The trainer module in this repository also allows for distributed model training and evaluation on Google Cloud Platform.
# clone repo
git clone [email protected]:yxtay/recommender-tensorflow.git && cd recommender-tensorflow
# create conda environment
conda env create -f=environment.yml
# activate environment
source activate dl
TODO: Add instructions to set up gcloud
and create credentials file.
- Downloads and unzips data locally
- Uploads data to Bigquery
- Processes data on Bigquery
- Exports data as CSV to Google Cloud Storage
# downloads and processes movielens 100k dataset
python -m src.data.ml_100k gcp
Usage
python -m src.data.ml_100k gcp -h
usage: ml_100k.py gcp [-h] [--url URL] [--dest DEST] [--dataset DATASET]

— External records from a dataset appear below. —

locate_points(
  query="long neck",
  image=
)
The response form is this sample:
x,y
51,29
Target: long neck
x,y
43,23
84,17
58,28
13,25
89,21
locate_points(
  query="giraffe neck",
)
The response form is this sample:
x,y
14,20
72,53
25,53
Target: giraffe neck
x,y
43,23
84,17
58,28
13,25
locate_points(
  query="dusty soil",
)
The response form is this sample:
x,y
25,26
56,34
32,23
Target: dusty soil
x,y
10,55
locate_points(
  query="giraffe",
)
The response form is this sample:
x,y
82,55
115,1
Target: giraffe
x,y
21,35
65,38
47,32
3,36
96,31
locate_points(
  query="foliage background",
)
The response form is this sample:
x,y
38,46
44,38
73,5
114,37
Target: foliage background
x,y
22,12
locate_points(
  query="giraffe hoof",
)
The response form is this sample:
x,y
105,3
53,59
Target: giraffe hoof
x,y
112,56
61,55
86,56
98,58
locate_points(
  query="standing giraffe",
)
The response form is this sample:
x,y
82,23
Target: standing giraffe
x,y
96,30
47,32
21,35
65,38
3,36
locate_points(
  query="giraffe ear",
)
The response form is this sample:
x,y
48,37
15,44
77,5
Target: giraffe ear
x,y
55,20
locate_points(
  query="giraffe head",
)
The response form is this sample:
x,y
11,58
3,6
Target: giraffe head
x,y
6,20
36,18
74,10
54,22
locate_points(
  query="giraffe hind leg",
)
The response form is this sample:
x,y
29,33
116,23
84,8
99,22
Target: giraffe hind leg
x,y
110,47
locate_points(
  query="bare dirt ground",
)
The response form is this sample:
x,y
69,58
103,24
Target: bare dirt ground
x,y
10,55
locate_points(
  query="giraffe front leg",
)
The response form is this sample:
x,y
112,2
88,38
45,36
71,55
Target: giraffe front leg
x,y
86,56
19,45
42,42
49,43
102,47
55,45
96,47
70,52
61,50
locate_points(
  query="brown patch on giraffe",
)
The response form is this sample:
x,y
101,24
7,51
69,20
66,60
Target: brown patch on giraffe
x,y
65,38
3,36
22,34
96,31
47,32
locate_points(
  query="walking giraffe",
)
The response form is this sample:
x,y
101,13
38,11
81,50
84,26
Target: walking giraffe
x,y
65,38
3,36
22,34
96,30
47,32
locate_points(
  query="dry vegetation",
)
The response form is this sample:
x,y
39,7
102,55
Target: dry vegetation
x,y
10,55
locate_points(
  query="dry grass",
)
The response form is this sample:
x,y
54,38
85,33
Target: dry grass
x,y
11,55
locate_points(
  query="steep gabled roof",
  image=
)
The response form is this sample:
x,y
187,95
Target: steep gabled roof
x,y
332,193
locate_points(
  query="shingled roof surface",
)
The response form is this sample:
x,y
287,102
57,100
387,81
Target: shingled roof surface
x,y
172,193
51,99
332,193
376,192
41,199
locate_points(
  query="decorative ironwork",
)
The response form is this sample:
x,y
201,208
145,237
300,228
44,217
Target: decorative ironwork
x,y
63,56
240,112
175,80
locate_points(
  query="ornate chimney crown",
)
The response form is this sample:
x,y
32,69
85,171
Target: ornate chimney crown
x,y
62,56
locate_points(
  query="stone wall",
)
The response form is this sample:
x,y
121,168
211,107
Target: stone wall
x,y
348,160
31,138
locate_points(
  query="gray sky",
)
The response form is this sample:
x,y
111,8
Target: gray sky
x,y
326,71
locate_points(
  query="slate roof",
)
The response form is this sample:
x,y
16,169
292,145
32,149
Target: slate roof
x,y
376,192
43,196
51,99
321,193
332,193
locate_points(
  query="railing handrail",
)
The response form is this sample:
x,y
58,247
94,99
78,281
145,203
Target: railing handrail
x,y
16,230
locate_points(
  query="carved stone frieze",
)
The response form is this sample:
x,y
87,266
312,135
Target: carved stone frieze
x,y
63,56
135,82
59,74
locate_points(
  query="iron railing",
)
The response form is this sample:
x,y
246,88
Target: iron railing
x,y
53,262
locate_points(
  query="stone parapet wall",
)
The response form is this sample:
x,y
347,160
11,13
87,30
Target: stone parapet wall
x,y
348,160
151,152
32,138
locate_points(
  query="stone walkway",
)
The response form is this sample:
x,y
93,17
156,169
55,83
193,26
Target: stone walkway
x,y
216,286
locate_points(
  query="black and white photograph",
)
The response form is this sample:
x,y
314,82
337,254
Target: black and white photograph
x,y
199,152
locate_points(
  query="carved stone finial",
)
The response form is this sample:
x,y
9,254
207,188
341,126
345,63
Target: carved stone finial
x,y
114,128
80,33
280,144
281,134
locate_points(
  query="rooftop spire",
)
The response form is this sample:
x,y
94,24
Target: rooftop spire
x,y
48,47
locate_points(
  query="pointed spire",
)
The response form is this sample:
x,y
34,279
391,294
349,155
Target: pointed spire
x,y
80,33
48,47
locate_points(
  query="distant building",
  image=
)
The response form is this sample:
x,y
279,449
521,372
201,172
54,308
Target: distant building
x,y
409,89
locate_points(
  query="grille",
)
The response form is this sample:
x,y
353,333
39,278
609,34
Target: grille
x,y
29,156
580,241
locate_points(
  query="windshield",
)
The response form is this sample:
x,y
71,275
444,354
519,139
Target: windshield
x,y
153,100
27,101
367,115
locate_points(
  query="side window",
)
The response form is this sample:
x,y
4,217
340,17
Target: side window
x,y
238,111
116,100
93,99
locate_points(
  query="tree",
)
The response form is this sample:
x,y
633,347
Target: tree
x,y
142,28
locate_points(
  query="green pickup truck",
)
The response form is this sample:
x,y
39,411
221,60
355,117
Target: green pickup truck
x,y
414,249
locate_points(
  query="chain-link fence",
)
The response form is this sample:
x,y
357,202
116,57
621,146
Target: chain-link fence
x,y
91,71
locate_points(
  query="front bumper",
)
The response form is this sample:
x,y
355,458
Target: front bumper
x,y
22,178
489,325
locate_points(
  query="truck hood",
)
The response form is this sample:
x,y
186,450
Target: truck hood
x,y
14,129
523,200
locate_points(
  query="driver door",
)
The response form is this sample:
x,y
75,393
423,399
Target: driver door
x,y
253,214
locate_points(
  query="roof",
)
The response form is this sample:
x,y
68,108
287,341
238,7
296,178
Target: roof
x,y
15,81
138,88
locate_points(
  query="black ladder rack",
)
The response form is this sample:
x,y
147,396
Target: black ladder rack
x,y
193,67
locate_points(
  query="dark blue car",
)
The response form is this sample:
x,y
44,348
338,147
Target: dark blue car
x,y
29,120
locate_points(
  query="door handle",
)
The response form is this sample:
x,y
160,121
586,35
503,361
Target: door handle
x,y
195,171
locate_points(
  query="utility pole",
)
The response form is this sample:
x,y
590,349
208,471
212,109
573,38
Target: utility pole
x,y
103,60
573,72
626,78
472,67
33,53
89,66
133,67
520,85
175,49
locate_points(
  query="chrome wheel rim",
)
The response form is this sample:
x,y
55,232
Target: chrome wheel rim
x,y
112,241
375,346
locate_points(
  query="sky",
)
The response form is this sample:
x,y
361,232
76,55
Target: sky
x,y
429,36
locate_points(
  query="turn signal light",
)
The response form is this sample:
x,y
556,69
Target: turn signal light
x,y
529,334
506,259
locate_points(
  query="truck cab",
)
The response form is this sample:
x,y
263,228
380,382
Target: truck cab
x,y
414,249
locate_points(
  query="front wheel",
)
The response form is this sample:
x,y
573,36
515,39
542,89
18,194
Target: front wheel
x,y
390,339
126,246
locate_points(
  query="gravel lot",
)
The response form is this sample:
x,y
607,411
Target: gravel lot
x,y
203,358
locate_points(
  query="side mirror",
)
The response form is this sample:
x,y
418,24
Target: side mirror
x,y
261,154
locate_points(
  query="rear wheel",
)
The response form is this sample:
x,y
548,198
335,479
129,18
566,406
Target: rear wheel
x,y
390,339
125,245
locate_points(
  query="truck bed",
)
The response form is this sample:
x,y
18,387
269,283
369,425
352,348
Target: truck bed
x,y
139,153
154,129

[--gcs-bucket GCS_BUCKET] [--credentials CREDENTIALS]
[--log-path LOG_PATH]
optional arguments:
-h, --help show this help message and exit
--url URL url of MovieLens 100k data (default: http://files.grou
plens.org/datasets/movielens/ml-100k.zip)
--dest DEST destination directory for downloaded and extracted
files (default: data)
--dataset DATASET dataset name to save datatables
--gcs-bucket GCS_BUCKET
google cloud storage bucket to store processed files
--credentials CREDENTIALS
json file containing google cloud credentials
--log-path LOG_PATH path of log file (default: main.log)
# change accordingly
BUCKET="recommender-tensorflow"
REGION="us-central1"
MODEL_TYPE="deep_fm"
JOB_NAME="${MODEL_TYPE}_$(date -u +%y%m%d_%H%M%S)"
OUTPUT_PATH="gs://${BUCKET}/checkpoints/$JOB_NAME"
PACKAGE_PATH="trainers/"
TRAIN_DATA="gs://${BUCKET}/data/ml-100k/train.csv"
TEST_DATA="gs://${BUCKET}/data/ml-100k/test.csv"
gcloud ml-engine jobs submit training $JOB_NAME \
--job-dir $OUTPUT_PATH \
--runtime-version 1.10 \
--module-name trainers.$MODEL_TYPE \
--package-path $PACKAGE_PATH \
--region $REGION \
-- \
--train-csv $TRAIN_DATA \
--test-csv $TEST_DATA \
--train-steps 100000
You may inspect model training metrics with Tensorboard
BUCKET="recommender-tensorflow"
OUTPUT_PATH="gs://${BUCKET}/checkpoints/"
tensorboard --logdir OUTPUT_PATH